日本地球惑星科学連合2024年大会

講演情報

[J] ポスター発表

セッション記号 S (固体地球科学) » S-TT 計測技術・研究手法

[S-TT36] 光ファイバーセンシング技術の地球科学への応用

2024年5月27日(月) 17:15 〜 18:45 ポスター会場 (幕張メッセ国際展示場 6ホール)

コンビーナ:江本 賢太郎(九州大学大学院理学研究院)、辻 健(東京大学大学院 工学研究科)、宮澤 理稔(京都大学防災研究所)、荒木 英一郎(海洋研究開発機構)

17:15 〜 18:45

[STT36-P02] 孔内光ファイバひずみ計で計測されるひずみと地動の関係

*辻 修平1荒木 英一郎1松本 浩幸1町田 祐弥1、横引 貴史1 (1.国立研究開発法人 海洋研究開発機構)
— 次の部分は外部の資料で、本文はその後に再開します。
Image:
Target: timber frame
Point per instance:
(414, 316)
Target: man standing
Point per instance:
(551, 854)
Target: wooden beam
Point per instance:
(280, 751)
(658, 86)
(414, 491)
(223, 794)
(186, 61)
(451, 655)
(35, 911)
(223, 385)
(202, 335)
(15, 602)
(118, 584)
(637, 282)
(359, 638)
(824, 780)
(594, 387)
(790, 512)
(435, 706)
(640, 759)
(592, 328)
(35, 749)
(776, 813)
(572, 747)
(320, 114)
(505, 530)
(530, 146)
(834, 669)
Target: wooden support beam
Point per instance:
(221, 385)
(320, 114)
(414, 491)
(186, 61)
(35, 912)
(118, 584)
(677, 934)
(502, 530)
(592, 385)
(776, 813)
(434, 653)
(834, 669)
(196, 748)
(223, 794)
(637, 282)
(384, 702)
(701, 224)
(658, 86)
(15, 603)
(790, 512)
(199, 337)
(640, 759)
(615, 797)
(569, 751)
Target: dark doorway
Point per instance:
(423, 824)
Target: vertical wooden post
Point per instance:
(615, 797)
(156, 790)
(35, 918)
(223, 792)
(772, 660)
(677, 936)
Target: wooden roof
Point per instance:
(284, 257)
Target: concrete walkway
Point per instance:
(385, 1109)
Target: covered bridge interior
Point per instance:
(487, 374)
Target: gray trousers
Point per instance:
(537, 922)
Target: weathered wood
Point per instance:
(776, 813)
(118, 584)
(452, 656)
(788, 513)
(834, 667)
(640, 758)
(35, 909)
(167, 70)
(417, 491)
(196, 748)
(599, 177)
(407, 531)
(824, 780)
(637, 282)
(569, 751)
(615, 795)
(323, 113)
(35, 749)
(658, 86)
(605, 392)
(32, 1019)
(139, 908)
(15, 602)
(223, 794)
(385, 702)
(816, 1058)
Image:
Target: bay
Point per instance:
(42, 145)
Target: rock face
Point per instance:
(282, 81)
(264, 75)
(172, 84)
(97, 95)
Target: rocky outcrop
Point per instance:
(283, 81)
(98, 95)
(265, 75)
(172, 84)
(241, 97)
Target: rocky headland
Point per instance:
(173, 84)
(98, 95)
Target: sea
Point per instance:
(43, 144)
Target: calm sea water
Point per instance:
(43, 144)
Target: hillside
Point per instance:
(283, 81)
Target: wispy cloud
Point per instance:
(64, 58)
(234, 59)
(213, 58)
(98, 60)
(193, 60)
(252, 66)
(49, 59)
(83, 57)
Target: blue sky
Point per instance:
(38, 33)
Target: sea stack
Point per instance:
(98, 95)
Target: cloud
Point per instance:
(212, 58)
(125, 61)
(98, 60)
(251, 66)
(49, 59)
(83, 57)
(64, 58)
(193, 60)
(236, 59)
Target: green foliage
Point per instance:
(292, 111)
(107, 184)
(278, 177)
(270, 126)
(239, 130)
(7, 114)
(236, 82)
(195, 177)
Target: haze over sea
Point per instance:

キーワード:光センシング、光ファイバひずみ計、孔内計測、歪計測

孔内光ファイバひずみ計で観測されたひずみ記録と地動の関係を、センサー形状に基づく理論計算や、地震計や直線型光ファイバひずみ計で実測した地震動との比較により推定した。
孔内光ファイバひずみ計は、南海トラフの海底掘削孔内で長期観測を行い、沈み込みに伴う地震学・測地学的な現象を検出するために開発された。ひずみ計は、耐圧筐体内に格納された約200mの基準ファイバと、円筒の側面にコイル状に巻かれた同じ長さのセンシングファイバから成り、この2本のファイバがマイケルソン干渉計を構成している。このセンシングファイバの形状により、掘削孔内の限られた空間内により長い基線長を配置し、さまざまな方向に感度を得ることができる。この孔内光ファイバひずみ計は、まず試験のために、2023年3月に岐阜県の神岡鉱山内のテストサイトで深さ20mの掘削孔に設置され(Machida et al., 2023, JpGU Meeting)、改良の後に南海トラフの深さ 500m の掘削孔に設置された(Machida et al., 2023, AGU Meeting)。
本研究では、センサーの幾何形状に基づく計算と実測データの比較から孔内光ファイバひずみ計の感度を推定した。まず、センシングファイバの幾何学的形状に基づいて、ひずみテンソルの各成分に対する感度を推定した。次に、孔内光ファイバひずみ計、広帯域地震計、直線型光ファイバひずみ計によって観測された遠地地震や近地微小地震の波形を比較した。なお、ひずみ波形と速度波形の比較では、平面波近似が成立すると仮定した。この仮定の下では、ひずみは位相速度の逆数(スローネス)と地動速度の積として表現できる。
結果として、水平面内の直ひずみと面ひずみが、孔内光ファイバひずみ計の計測する歪の感度がある要素であった。幾何形状に基づく計算により、水平面内の直ひずみと面ひずみは剪断ひずみに対して約10倍の感度を示すことがわかった。垂直成分の直ひずみには感度が無かった。この傾向を確認するために、ほぼ直線的な地動が得られる、遠地地震の直達S相の速度波形を低周波成分に注目してひずみ記録とフィッティングした。その結果、エネルギーで残差20%以内に収まる範囲で良くフィットできた。ただし、速度とひずみの間の係数の大きさは、平面波近似の仮定から予想される値ではなかった。
この振幅の不一致は、掘削孔に設置した影響を示唆している可能性がある。センサーと周囲の媒体間の弾性率の差は、感度を向上・低下させる可能性があるため、この効果を理論計算に含めるように改良を行っている。